Anna Jarvis is considered the founder of Mother’s Day in America. The story goes that after her mother, whom she was very close with, passed away, Anna vowed to create a day dedicated to honoring mothers both alive and deceased.
As a young girl living in Philadelphia, Pennsylvania, Anna and her mother cared for a garden full of white carnations – her mother’s favorite flowers. In 1907, Anna delivered 500 white carnations to the church her mother taught Sunday school in. She then requested that each mother in the congregation get one as they arrived to church that week. Every year after that, the church upheld the tradition and continued to hand out carnations at their Mother’s Day service. Neighboring communities and churches soon took notice of this act, and began incorporating it into their own Mother’s Day services. In the mid 1940s, carnations were dubbed the official Mother’s Day flower.
Anna Jarvis once said that white carnations were the symbol of Mother’s Day, because they were thought to “typify some of the virtues of motherhood; … whiteness stands for purity; its lasting qualities, faithfulness; its fragrance, love; its wide field of growth, charity; its form, beauty…”
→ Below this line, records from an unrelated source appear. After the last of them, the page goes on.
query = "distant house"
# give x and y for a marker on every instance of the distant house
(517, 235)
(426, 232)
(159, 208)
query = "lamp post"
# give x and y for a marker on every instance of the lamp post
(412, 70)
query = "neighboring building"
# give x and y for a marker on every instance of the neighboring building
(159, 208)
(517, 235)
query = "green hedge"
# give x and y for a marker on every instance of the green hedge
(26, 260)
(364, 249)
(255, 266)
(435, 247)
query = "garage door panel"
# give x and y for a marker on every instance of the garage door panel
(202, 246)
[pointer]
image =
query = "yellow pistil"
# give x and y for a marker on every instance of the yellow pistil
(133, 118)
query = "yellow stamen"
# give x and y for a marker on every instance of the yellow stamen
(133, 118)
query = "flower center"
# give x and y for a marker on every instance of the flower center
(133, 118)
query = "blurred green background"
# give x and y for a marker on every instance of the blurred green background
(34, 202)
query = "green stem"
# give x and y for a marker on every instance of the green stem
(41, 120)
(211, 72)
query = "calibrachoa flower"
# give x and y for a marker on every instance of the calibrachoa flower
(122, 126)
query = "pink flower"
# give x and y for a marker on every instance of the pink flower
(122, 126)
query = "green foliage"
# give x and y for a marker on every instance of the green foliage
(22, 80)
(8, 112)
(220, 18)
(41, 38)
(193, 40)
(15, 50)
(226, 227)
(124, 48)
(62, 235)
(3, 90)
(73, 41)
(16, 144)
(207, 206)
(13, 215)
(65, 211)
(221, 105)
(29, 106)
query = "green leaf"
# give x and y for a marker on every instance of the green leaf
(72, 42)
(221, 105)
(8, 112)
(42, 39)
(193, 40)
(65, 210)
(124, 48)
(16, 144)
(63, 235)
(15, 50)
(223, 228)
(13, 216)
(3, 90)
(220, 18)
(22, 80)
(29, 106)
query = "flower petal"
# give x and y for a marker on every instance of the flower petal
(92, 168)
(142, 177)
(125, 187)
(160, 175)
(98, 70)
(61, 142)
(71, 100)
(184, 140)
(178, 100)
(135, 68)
Overtime, different colored carnations began to take on their own meanings. Because of their history, fragrance, and “heavenly soft” texture, white carnations became popularly thought of as the flowers you left at the grave site of a mother who had passed away. And even though it was white carnations that originally became popular, red carnations are also considered the official Mother’s Day flower. However, red carnations are believed to be a gift for mothers who are still alive, as it was believed carnations’ deep red petals represented that of a beating heart and love, rather than loss.